After the restoration of democracy in 2007 B.S, King Tribhuvan Bir Bikram Shaha Dev let the Ayurveda medicine provide to all Nepalese people. In 2016/2017 B.S, several Ayurveda pharmaceuticals were established in different parts of the country and free distributions of the more featured medicines were done.
In 2052 B.S, Singhadurbar Baidhyakhana Development committee was established under His Majesty's Government, Ministry of Health( now Nepal Governmen, Ministry of Health). Since then more than 110-145 types of Ayurveda medicines are being manufactured and marketed. Moreover, the committee is working for proper usage of Nepali herbs. The Singhadurbar Baidhyakhana having a more than 350 years in medicine is a symbol of pride for Nepali people.

Treatment through Ayurveda in Nepal
Since many years back, the treatment for diseased people has been in different ways. During Rana Regime too, there were seats of Bhaidhays in Army. In 1973 B.S, many Ayurveda Dispensaries were established in different district and at the same time Ayurveda Hospital with 2 beds (?) was established at the bank of Bishnumati River in Kathmandu. Till 2007 B.S., there were 47 Ayurveda Dispensaries and 1 Ayurveda Hosital. After the restoration of Democracy in Nepal in 2007 B.S, many Ayurveda Dispensaries were added to uplift the Health status of Nepalese people. In those Dispensaries in each district, there was used to be either one Kabiraj or one Baidhya with their helpers. Baidhyas used to collect the herbs around them and prepare medicine from the herbs to treat the patients.
Started with their administration under different offices of Government of Nepal, after 2013 B.S Ayurveda Health Administration remained under control of Ayurveda Department of Ministry of Health. Later, it remained under Department of health. Again from 2038 B.S., it has been regulated by Ayurveda Department.
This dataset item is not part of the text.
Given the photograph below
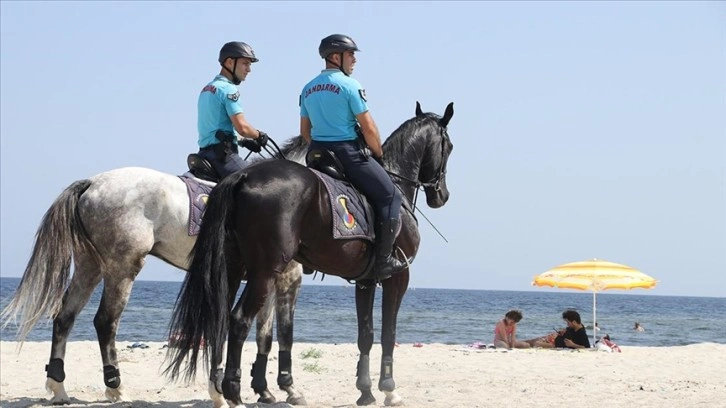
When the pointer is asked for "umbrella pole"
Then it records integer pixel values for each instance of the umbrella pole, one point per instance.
(594, 317)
Till 2048 B.S, in overall country there were 14 zonal Ayurveda Hospitals, 141 other Ayurveda Dispensaries.
At present, there are:
-Central Ayurveda Hospital, Naradevi with 100 beds---1
-Ayurveda Hospital Dang with 30 beds--------------------- 1
-Zonal Ayurveda Hospitals------------------------------------- 14
-District Ayurveda Health Centers--------------------------- 61
-Ayurveda Dispensaries---------------------------------------- 216
Total: 293
Now number of overall Ayurveda Health Institutions in Nepal is 291.
Feeling the necessity of Indoor Patient Department, Ayurveda Hospital was established in 1974 B.S with 4 beds. Later in 1985 B.S, 4 more beds were added and the hospital was transfored to Naradevi in 2017 B.S. 8 more beds were added. Now total number of beds is 100. As a central Ayurveda Hospital, it has departments like Internal Medicine (Kayachikitsa), Surgery (shalya), ENT+eye (shalakya), Pediatrics (Baal Roga), Gynecology (Stri Roga) and Acupuncture. Except that, in pathology lab, there are facilities of testing urine, stool and blood with x-ray, USG and ECG. Under pancha karma, there are facilities of Sweden (means therapeutic sweating) and Snehana (means messaging different oils into skin). The hospital is also working as a teaching hospital for B.A.M.S students.
Except Naradevi Ayurveda Hospital there is another Hospital in Dang. In 2048 B.S, Out Patient Department (O.P.D) was established and in 2049 B.S Indoor Patient Department was started there. The hospital is with 30 beds and departments like Kayachikitsa (internal medicine), Shalya (surgery), Shalakya (ENT+ eye), Prasuti (Gynecology) and emergency take in action at present.
Thus, with time Ayurveda Medicine is progressing in Nepal.